MicroStrategy (MSTR) is failing to mirror Bitcoin’s explosive rally, sparking fresh skepticism among analysts. Despite Bitcoin climbing past $110,000, MSTR has stalled—prompting 10x Research to advise bearish positioning on the stock.
In a client note Friday, Markus Thielen of 10x Research recommended a bear put spread strategy: long the $370 put and short the $300 put, both expiring June 27. The position, costing $13.89, caps risk while offering a strong reward if MSTR drops to or below $300.
“The disconnect between Bitcoin’s record highs and MSTR’s stagnation suggests waning sentiment among equity investors,” Thielen wrote. “This setup allows us to monetize the divergence.”
MSTR fell 7% Friday to $369, even as Bitcoin posted new highs.

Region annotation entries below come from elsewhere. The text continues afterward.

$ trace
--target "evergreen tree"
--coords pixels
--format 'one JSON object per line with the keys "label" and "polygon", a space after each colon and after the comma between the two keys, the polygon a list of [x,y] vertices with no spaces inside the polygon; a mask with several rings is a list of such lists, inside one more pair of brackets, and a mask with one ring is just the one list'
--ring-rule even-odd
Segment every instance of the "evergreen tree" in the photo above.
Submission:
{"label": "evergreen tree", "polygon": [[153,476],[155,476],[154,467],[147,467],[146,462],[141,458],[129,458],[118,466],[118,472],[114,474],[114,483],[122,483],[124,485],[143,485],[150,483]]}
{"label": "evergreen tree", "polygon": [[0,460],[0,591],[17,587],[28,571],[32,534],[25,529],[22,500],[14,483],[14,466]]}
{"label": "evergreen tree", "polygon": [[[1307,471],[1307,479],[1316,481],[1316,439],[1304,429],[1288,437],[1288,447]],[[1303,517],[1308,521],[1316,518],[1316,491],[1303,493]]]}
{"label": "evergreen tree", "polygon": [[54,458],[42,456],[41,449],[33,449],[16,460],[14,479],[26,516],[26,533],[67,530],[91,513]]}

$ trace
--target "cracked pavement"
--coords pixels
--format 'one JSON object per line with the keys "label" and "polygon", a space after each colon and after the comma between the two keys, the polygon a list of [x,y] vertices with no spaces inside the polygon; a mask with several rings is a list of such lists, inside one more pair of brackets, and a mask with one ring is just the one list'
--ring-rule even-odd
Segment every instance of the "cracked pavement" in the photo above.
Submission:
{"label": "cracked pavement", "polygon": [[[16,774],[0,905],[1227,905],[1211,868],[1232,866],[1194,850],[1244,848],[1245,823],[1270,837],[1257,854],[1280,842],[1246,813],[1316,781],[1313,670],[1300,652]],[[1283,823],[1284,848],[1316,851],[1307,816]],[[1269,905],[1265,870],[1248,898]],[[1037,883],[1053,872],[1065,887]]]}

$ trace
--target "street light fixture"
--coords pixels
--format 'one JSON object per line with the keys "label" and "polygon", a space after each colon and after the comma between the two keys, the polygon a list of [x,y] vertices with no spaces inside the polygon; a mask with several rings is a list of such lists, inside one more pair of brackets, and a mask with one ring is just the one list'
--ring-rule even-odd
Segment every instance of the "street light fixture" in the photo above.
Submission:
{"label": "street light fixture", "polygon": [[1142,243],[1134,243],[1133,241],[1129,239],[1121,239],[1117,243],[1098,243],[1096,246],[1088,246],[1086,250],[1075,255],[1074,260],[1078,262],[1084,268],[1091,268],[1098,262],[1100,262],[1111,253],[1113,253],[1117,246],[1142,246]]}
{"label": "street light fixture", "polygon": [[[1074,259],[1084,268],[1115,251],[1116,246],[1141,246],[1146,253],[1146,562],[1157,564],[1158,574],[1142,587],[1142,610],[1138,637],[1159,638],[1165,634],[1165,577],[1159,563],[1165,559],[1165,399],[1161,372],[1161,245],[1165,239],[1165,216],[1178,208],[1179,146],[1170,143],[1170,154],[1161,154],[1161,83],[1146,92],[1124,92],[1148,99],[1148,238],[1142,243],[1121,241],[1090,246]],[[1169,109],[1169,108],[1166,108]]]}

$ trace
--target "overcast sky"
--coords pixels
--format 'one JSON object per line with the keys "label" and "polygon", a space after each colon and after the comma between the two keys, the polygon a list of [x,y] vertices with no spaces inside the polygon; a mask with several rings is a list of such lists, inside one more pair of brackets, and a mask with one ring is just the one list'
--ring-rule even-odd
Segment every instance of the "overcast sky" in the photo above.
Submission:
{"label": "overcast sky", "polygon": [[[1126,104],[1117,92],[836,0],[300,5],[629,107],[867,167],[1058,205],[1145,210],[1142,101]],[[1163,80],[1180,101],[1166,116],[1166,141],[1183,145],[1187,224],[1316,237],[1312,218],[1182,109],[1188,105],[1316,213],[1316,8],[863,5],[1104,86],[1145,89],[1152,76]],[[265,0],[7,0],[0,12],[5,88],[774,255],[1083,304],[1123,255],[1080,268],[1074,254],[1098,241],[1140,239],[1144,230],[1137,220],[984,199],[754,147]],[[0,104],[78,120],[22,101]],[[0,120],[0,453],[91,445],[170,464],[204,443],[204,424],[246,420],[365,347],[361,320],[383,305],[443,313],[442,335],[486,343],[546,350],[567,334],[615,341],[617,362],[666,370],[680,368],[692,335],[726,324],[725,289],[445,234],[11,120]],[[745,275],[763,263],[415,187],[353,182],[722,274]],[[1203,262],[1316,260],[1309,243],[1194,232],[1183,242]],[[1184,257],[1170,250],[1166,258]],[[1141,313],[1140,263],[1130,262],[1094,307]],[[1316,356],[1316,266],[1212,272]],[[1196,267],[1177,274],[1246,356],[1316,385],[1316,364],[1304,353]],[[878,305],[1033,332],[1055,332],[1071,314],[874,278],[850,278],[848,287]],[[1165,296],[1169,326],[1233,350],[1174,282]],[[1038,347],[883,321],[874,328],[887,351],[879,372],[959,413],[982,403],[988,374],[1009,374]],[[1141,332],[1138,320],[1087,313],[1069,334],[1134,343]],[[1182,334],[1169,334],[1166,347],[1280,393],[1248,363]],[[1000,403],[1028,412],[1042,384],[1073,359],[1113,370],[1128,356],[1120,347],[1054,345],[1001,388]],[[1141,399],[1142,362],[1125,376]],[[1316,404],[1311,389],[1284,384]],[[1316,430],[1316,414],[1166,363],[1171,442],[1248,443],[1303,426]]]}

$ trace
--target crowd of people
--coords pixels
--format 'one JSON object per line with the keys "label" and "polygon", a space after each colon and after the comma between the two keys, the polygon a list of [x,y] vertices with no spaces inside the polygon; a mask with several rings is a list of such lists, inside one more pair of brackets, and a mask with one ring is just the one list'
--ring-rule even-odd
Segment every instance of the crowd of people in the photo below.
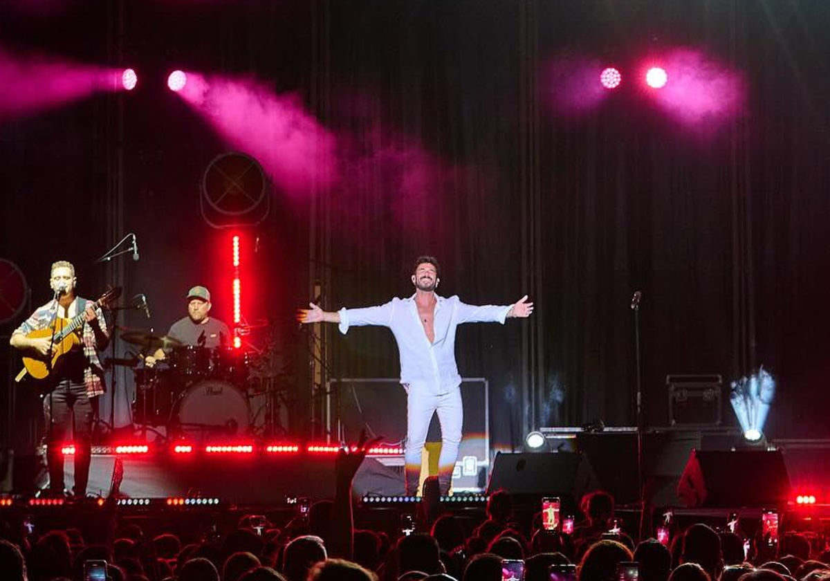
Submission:
{"label": "crowd of people", "polygon": [[89,581],[85,565],[105,562],[111,581],[503,581],[504,564],[519,560],[525,581],[549,581],[551,565],[567,564],[576,565],[574,581],[617,581],[618,564],[627,562],[638,564],[637,581],[830,579],[830,550],[820,535],[788,532],[769,542],[753,533],[748,544],[738,530],[675,522],[665,544],[635,544],[637,535],[625,527],[609,533],[619,520],[613,499],[601,491],[583,499],[583,519],[565,535],[543,528],[540,513],[520,522],[506,491],[491,495],[481,522],[442,512],[433,478],[413,533],[355,530],[351,481],[370,445],[341,452],[334,500],[315,502],[307,515],[281,526],[245,515],[222,535],[148,535],[135,522],[120,525],[109,501],[111,518],[102,513],[106,522],[94,525],[100,537],[95,542],[85,542],[78,528],[37,537],[24,523],[4,523],[0,578]]}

MicroStrategy holds over 576,000 BTC, accumulated largely through leveraged buys since 2020. Historically seen as a proxy for BTC exposure, the company’s stock has diverged sharply from the underlying asset in recent weeks.
While Bitcoin reached fresh all-time highs last week, MSTR peaked near $440, well below its $543 high from November 2021. A similar divergence was observed near the 2021 cycle top, though Thielen cautions against drawing firm conclusions.

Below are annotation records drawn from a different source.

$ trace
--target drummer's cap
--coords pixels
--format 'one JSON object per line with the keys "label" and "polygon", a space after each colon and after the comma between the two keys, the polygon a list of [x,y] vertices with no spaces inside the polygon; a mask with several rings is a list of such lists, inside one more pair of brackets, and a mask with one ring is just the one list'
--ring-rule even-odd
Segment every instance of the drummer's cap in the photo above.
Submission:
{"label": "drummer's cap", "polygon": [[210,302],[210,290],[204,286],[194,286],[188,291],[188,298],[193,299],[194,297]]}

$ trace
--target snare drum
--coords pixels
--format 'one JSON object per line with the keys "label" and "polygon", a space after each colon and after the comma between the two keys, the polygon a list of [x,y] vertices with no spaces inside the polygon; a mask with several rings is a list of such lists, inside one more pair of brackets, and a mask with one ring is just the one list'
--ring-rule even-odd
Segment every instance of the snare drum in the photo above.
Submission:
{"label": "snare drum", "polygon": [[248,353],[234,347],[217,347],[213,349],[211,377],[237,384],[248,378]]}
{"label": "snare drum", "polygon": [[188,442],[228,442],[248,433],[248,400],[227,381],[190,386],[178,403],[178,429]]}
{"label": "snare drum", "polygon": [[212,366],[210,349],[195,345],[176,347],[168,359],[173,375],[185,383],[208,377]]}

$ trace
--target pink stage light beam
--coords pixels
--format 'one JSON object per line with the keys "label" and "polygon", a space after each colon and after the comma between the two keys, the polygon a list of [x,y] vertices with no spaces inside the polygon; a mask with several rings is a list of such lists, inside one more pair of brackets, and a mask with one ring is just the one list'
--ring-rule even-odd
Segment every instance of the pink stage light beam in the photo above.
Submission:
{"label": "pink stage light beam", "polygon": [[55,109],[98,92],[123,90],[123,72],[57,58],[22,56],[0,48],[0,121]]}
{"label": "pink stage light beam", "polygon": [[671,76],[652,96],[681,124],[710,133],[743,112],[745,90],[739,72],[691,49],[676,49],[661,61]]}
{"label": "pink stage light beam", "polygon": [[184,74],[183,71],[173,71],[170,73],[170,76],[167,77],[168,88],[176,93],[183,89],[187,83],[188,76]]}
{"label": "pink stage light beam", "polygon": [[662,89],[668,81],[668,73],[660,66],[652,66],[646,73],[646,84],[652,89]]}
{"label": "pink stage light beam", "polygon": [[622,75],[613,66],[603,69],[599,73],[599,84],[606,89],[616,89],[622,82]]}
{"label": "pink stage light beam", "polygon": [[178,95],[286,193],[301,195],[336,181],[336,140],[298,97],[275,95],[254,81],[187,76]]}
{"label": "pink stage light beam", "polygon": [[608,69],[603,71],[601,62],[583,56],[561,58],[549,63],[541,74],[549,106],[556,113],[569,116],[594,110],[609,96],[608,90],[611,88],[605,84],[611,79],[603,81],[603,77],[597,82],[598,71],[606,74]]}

Still, the decoupling has raised red flags among institutional desks and crypto traders alike.
“Retail investors may still be chasing upside, but the institutional bid appears more cautious,” Thielen added. “A bearish MSTR spread not only offers a directional view, but also serves as a hedge against potential cracks in Bitcoin’s momentum.”
Thielen, who accurately projected Bitcoin’s recent move into six figures, believes equity underperformance could be an early signal that sentiment is shifting.